Few local fund-raising professionals would speak on the record about Uke’s plans. One pro believes raising that much money might be possible over 10 years but that a shorter period was “unrealistic.” Another notes it’s easy to raise $1 million but very hard to raise $10 million.
Sara Wilensky, vice president for marketing communications for the San Diego Foundation, thinks it’s possible. She points to a new awareness of the importance of endowing nonprofits, as well as the sentimental nostalgia attached to the contributions of the now-disappearing “Greatest Generation” of World War II.
“It depends on how compelling the cause is for the individual involved,” Wilensky says. “[Endowing Midway] might appeal to this generation.”
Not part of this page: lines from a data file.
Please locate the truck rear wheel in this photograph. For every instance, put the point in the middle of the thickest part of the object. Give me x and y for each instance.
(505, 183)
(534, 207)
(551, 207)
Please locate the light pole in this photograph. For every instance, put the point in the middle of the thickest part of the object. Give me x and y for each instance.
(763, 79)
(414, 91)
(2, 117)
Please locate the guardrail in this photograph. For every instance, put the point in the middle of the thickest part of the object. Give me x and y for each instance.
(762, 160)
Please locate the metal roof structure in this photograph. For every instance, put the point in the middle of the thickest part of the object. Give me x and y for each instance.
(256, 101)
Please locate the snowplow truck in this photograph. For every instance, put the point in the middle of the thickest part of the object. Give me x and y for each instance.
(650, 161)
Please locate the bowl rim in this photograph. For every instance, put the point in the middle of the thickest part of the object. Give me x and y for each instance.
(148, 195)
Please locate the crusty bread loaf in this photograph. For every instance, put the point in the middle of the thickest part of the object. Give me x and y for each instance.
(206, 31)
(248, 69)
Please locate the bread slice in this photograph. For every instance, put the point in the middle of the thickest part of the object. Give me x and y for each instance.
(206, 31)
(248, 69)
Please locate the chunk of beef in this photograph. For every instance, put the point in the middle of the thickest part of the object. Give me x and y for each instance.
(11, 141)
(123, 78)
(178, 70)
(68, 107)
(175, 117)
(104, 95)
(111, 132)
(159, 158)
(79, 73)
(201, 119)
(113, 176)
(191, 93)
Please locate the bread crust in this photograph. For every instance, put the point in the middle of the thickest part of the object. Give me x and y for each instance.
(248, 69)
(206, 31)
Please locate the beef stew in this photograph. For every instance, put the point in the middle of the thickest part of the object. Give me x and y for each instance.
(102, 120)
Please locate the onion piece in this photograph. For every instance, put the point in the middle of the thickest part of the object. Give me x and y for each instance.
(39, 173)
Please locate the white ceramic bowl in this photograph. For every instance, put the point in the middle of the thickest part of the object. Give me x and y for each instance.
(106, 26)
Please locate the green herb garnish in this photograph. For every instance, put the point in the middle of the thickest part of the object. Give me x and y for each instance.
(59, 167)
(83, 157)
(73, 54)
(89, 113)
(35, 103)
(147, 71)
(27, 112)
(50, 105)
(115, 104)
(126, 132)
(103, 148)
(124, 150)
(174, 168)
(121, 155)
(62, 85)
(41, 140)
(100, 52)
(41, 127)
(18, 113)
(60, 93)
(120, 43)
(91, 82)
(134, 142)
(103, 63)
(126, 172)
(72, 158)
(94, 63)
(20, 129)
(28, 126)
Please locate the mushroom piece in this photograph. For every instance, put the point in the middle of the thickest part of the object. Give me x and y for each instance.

Some more numbers: The nearby Maritime Museum of San Diego, which exhibits five historic ships including the Star of India, averages 150,000-200,000 annual visitors. Tickets are $5-$8; group rates are lower. In 2002, Arts & Culture Commission data show the museum brought in nearly $660,000 with 159,000 paid admissions.
Of other local museums, only the Reuben Fleet Space & Science Center in Balboa Park draws numbers similar to what the Midway is projecting. In 2002, the Fleet had nearly 513,000 paid visitors, producing nearly $3.2 million. The San Diego Museum of Art was next, with 256,000 guests bringing in almost $622,000.
Midway supporters point to the zoo’s approximately 3.2 million visitors a year (down from 3.5 million three years ago), and SeaWorld’s 4 million annual visitors—but those are attractions and theme parks, not museums.
How do attendance figures at the four other aircraft carrier museums in the country stack up to Midway’s projections?
Hornet, the newest of the carrier museums, opened in 1998 and is sited in Alameda on San Francisco Bay. Off the beaten track for tourists, it receives about 140,000-150,000 visitors a year, with $500,000 in admissions. Initial projections called for 600,000-800,000 annual visitors.
Intrepid in New York City draws the most of any carrier museum, about 531,000-650,000 annually. It has the added attraction of being paired with a destroyer, a submarine and now a Concorde aircraft. Yorktown, also grouped with several other ships outside Charleston, South Carolina, pulls in about 332,000 each year. Lexington, a single-ship carrier museum located in Corpus Christi, Texas, draws about 309,000.
But optimism abounds. SDACM executive committee member Fike has no doubts about the museum’s success. He says the museum developed its attendance and financial projections based on a consultant’s study.
“The nation is full of Navy veterans, perhaps a million within an hour’s drive of San Diego,” Fike says. “This was a professional survey. You have to put some faith in these professionals. We’ve done everything to base our attendance and income on conservative projections. We have every reason to be optimistic. We can’t fail.”
The Port District, it should be noted, is not taking any chances. Rich Gannon, real estate asset manager for the Port, says that while the Port has confidence the museum will be a success, it has in hand a letter of credit from the Bank of America guaranteeing $500,000 to remove Midway and return it to Bremerton, Washington, should the museum fail.
“That was a condition of the permit,” he says. “This is a start-up business. We have no idea if this will be successful or not. We needed to have an exit strategy to have enough money to return it to the Navy.”
Nobody likes to talk about exit strategies. But in this case, it seems practical to know there is one.